Our Interview With Alexander Neumeister
What’s the most important thing we should know about you?
Alexander Neumeister: I am a very curious person who loves to explore the world. That curiosity has certainly contributed that I enjoy research and especially neuroscience.
Name the most impactful lesson you learned from failure.
Alexander Neumeister: It was to learn who your friends are and who are the people I should have excluded from my life much earlier. In addition, it was teaching me a lesson about the importance of family. Also, never give up hope even if the situation appears hopeless, but there will be a way forward.
What accomplishment are you most proud of?
Alexander Neumeister: To not have given up in a situation of the worst adversity but instead have been trying to work myself out of a basically impossible situation.
What did you waste the most time on when you were first starting your career?
Alexander Neumeister: Administrative responsibilities.
Name a tool you use for work that you can’t live without.
Alexander Neumeister: I cannot live without a phone. My iphone which houses all my contacts, documents and my calendar.
What is your favorite hobby and why?
Alexander Neumeister: It is music, either active playing or listening. It opens new worlds which even in situations of adversity provide comfort and the assurance that everything I live through has already been described in music. Plus, I love to attend the opera and concerts because it creates a unique atmosphere which enhances creativity, peace, and a feeling of sharing the experience between artists and the audience.
What excites you the most about your industry right now?
Alexander Neumeister: We may be approaching an era where novel treatments may be generated and become available for patients with neuropsychiatric illnesses
What concerns you most about your industry right now?
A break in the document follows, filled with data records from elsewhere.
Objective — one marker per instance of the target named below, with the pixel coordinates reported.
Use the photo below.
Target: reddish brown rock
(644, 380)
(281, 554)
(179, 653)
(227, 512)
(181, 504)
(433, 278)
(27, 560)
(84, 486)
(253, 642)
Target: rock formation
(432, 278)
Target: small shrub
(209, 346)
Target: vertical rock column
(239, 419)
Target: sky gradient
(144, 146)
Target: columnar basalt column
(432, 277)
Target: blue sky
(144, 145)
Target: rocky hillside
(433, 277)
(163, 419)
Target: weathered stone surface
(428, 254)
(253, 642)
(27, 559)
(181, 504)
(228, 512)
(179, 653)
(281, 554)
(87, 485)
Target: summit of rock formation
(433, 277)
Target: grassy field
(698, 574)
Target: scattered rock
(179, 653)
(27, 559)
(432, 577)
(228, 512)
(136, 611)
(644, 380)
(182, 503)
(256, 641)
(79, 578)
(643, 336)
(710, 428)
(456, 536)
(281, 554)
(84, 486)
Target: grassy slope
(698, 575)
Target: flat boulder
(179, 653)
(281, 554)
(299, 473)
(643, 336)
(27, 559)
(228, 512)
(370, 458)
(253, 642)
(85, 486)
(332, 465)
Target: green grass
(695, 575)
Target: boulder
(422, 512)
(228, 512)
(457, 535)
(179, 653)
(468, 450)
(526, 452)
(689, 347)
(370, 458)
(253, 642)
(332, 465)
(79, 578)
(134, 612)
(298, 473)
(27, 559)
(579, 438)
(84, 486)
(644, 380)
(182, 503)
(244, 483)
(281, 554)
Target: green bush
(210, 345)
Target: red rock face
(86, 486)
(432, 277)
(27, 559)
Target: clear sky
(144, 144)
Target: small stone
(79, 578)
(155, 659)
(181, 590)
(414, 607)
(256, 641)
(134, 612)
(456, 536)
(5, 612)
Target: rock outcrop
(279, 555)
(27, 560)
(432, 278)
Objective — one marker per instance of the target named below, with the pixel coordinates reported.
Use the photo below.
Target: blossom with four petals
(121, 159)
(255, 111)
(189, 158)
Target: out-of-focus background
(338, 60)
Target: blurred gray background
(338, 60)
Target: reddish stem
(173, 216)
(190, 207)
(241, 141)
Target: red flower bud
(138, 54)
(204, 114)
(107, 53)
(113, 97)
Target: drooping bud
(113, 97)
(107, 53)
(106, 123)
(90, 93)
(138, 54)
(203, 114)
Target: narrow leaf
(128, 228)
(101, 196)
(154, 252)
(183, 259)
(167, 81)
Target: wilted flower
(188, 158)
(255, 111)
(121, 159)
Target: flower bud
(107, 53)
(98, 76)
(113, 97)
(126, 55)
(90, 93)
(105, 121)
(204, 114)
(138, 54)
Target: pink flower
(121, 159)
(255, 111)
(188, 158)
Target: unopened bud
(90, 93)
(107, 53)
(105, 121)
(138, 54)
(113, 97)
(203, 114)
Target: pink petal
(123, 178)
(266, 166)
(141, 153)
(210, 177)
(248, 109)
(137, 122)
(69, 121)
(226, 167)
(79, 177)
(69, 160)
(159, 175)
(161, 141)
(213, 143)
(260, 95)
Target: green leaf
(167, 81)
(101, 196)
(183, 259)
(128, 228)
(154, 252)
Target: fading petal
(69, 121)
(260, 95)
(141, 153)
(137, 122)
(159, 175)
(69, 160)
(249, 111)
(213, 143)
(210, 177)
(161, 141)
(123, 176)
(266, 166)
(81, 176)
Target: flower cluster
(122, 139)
Alexander Neumeister: While there are great and significant efforts made to create novel treatments for patients with psychiatric illnesses, there often appears to be a disconnect between those novel interventions and the often complex etiology of these illnesses. This could result in treatments that are not reaching their full potential.
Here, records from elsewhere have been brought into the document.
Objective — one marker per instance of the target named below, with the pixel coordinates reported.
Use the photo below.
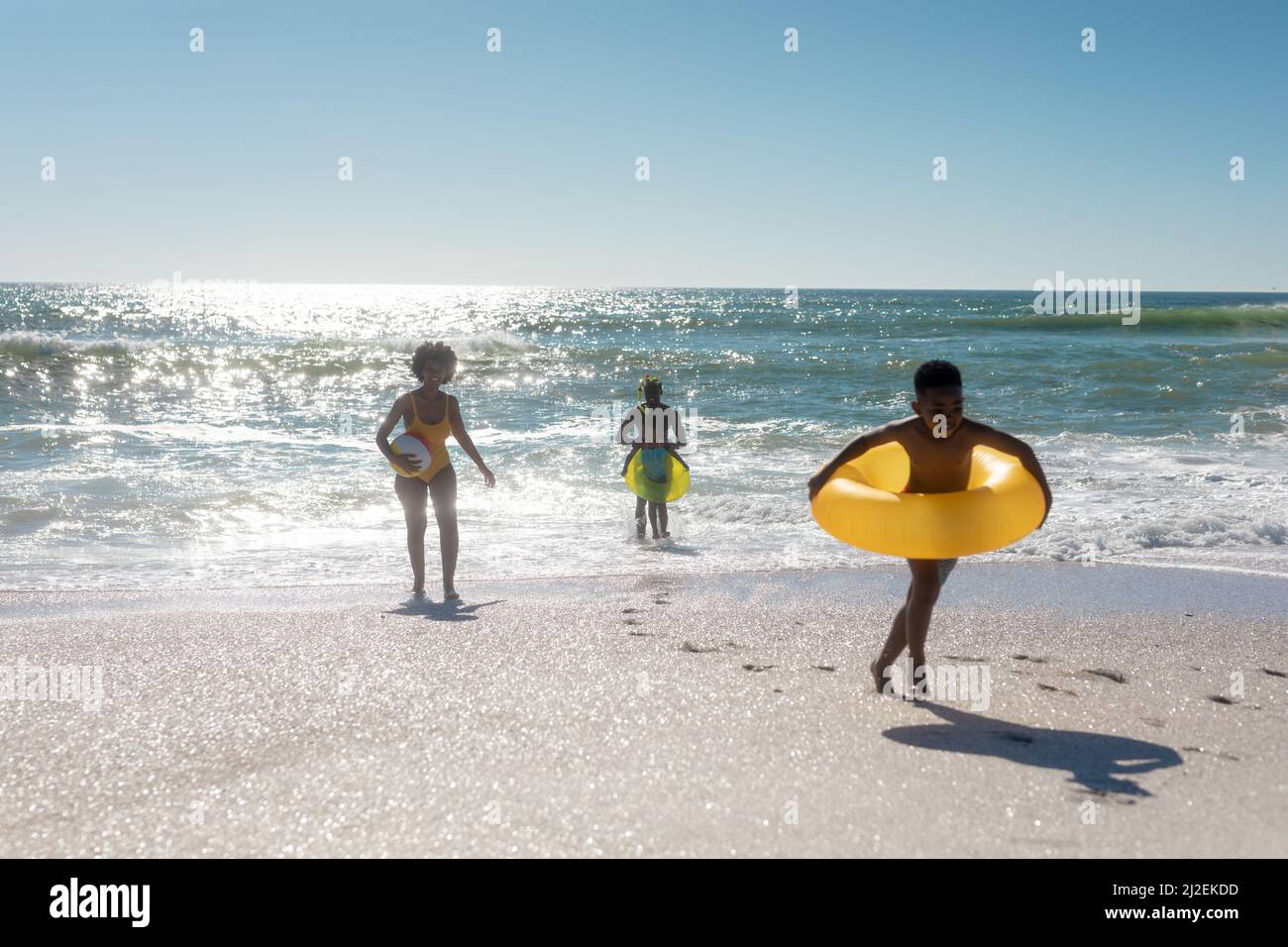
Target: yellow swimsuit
(434, 434)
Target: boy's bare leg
(896, 642)
(921, 603)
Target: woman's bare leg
(442, 488)
(411, 492)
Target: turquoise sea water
(222, 434)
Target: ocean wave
(30, 344)
(344, 352)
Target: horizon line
(218, 281)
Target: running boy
(939, 441)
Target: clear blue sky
(768, 169)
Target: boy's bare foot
(879, 677)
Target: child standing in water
(939, 442)
(433, 365)
(655, 420)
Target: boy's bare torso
(939, 466)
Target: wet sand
(1127, 711)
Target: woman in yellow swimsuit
(434, 365)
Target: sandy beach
(1129, 711)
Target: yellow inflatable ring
(675, 484)
(862, 504)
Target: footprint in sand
(1057, 689)
(1117, 677)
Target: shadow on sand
(442, 611)
(1095, 761)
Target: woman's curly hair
(437, 352)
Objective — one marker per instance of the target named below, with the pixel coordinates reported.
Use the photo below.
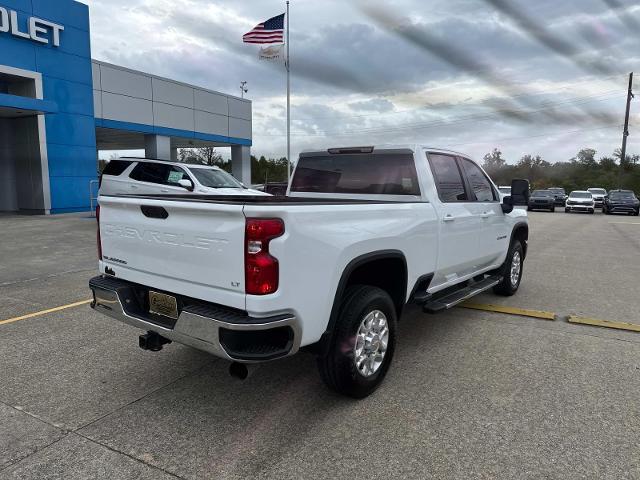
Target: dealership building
(58, 108)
What’s the greatest risk you’ve ever taken?
Alexander Neumeister: The greatest risk was to try to translate an observation that I made in a number of patients into a treatment for patients with a history of trauma.
Name one small habit that positively impacts your productivity.
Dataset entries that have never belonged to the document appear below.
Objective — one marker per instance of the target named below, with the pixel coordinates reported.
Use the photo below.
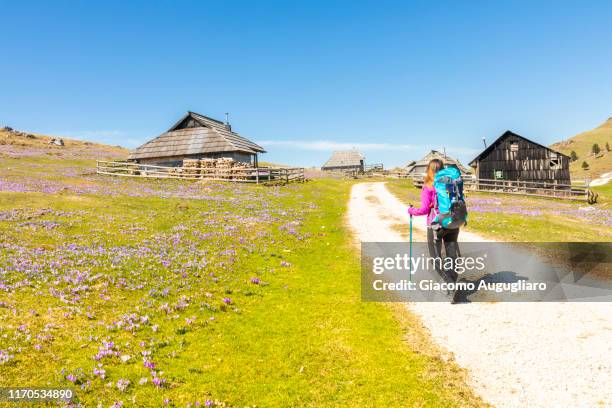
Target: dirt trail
(517, 354)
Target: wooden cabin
(513, 157)
(419, 168)
(345, 161)
(196, 136)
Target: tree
(573, 156)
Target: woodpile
(223, 167)
(191, 166)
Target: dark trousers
(451, 248)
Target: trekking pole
(410, 264)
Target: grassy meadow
(582, 144)
(174, 293)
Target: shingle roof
(346, 158)
(506, 134)
(434, 154)
(211, 136)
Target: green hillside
(582, 144)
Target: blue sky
(390, 78)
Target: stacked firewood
(238, 172)
(207, 167)
(191, 166)
(223, 167)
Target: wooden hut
(345, 161)
(419, 168)
(513, 157)
(196, 136)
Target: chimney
(227, 125)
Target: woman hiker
(429, 208)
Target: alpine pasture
(167, 292)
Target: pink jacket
(428, 200)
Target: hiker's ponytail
(434, 166)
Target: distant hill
(15, 143)
(582, 144)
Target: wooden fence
(527, 188)
(234, 174)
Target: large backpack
(452, 211)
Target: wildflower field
(174, 293)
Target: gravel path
(517, 354)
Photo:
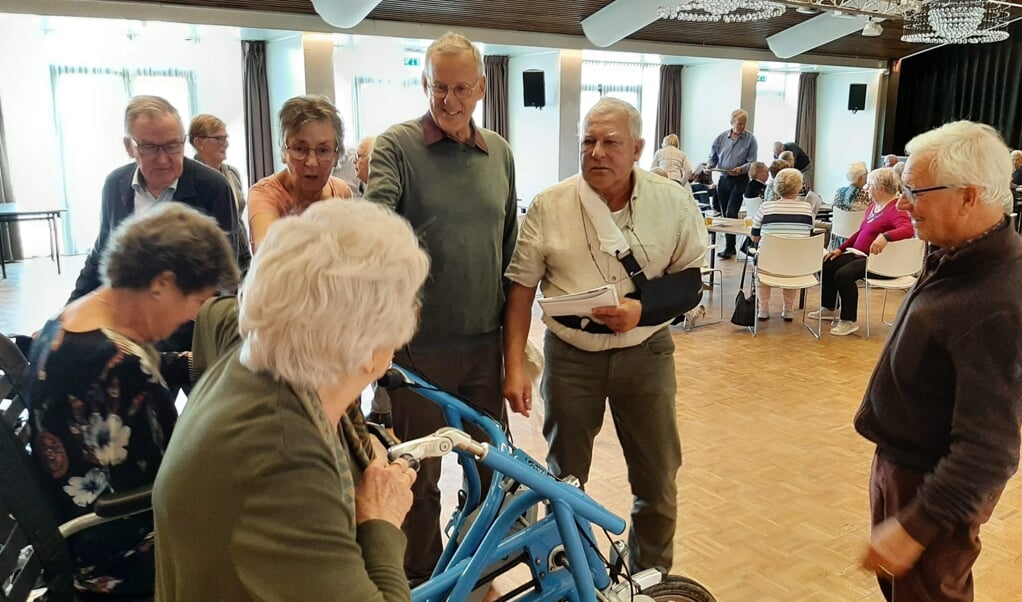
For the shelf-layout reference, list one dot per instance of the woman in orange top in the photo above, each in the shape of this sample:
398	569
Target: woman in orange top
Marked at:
312	140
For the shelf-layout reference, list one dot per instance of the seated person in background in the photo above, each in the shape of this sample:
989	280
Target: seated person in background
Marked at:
704	190
757	180
672	159
785	215
311	140
775	169
97	395
268	489
853	197
845	265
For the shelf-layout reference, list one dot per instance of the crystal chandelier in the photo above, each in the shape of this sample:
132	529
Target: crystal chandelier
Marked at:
722	10
957	21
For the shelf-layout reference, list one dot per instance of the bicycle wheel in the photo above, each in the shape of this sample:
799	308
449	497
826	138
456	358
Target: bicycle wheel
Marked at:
679	589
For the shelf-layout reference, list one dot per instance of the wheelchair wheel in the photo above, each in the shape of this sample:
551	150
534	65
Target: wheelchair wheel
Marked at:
679	589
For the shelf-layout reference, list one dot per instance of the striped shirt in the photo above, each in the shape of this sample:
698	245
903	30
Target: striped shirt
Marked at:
783	218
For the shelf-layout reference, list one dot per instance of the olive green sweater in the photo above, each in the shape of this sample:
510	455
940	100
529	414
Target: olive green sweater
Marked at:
461	200
256	496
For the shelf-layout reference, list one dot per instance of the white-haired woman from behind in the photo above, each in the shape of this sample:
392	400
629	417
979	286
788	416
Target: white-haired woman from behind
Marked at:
271	492
672	159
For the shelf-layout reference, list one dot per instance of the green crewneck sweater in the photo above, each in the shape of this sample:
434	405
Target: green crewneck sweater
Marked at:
461	200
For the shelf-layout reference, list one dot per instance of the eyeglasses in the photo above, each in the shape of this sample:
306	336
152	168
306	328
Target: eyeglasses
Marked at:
219	139
912	195
461	91
146	149
300	152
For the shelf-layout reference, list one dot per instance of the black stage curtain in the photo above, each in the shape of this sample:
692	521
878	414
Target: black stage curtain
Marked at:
976	82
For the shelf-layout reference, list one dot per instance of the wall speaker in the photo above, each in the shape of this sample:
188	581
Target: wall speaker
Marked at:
856	97
533	88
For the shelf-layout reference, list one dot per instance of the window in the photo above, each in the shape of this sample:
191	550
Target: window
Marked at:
89	109
777	110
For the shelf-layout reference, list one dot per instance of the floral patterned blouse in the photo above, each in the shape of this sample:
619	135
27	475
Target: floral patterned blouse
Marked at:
101	415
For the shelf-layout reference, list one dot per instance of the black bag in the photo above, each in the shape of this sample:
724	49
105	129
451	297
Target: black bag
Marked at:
745	308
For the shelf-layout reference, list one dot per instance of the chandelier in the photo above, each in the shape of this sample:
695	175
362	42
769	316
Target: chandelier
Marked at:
722	10
957	21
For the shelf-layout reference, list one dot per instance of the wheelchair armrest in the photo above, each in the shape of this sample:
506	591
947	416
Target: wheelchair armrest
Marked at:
124	504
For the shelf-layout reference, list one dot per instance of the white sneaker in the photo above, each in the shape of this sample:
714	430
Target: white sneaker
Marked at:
843	328
694	315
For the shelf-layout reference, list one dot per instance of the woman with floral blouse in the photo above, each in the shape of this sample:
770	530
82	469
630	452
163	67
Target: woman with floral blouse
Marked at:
100	409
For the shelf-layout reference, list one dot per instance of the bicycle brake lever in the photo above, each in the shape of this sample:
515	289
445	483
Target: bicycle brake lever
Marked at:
432	446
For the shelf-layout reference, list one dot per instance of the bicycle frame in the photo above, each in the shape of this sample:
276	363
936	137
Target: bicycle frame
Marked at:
560	548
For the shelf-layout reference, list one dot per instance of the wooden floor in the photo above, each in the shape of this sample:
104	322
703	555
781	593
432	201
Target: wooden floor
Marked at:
773	488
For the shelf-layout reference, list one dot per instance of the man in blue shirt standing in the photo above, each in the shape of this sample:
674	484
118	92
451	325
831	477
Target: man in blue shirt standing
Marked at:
733	151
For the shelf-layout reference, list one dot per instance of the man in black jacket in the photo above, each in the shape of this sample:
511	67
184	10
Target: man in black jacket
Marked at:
154	137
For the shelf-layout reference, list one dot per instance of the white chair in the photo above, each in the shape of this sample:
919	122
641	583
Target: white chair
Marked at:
899	263
845	223
790	263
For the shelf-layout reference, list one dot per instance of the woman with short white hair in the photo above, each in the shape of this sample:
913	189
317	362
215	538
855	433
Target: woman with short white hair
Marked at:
844	266
785	215
270	489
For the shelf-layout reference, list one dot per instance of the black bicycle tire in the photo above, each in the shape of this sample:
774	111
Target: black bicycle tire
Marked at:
675	588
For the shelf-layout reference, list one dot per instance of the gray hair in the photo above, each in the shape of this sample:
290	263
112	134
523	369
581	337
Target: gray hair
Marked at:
609	104
149	106
170	237
885	179
856	171
452	44
305	109
967	153
788	182
327	289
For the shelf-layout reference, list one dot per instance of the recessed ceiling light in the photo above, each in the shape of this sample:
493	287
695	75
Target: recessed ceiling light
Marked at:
872	30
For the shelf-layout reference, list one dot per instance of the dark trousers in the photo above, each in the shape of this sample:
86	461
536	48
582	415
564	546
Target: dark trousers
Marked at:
639	384
944	569
730	190
474	373
839	277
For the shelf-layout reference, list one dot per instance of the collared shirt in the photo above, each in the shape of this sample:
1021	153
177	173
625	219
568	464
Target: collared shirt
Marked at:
143	198
729	153
559	250
431	134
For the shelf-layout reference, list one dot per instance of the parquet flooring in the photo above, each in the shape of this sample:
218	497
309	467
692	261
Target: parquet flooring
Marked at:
773	491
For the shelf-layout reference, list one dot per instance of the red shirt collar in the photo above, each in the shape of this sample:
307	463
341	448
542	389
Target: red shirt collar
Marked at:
431	134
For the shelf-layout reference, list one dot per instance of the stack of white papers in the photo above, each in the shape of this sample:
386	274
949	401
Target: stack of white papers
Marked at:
581	304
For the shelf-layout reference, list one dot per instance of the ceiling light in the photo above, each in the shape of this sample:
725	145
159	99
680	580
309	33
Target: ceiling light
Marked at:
957	21
872	30
722	10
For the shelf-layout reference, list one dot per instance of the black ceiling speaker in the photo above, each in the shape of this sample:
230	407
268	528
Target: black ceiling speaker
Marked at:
533	88
856	97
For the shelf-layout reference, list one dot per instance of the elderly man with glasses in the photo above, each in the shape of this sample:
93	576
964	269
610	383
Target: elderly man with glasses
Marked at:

Alexander Neumeister: I think it is enthusiasm.
What tips do you have for getting a seat at the table?
Alexander Neumeister: Being authentic, open-minded, and accepting. That does not mean to agree to everything and everybody, but do not be judgemental or narrow-minded.
What book has made the biggest impact on your life?
Alexander Neumeister: I think it was an opera, called Wozzeck by Alban Berg. It was the nature of the characters who portray a society that is cold and abusive, and at the same time very emotional and desperate to experience happiness and peace. The naiveté of the children is touching and provides an avenue to humanity.
Do you value intelligence or common sense more? Why?
Alexander Neumeister: I value common sense because it involves intelligence including social intelligence, ability to anticipate and effort.
What would you consider to be the perfect day?
Alexander Neumeister: To wake up and feel safe.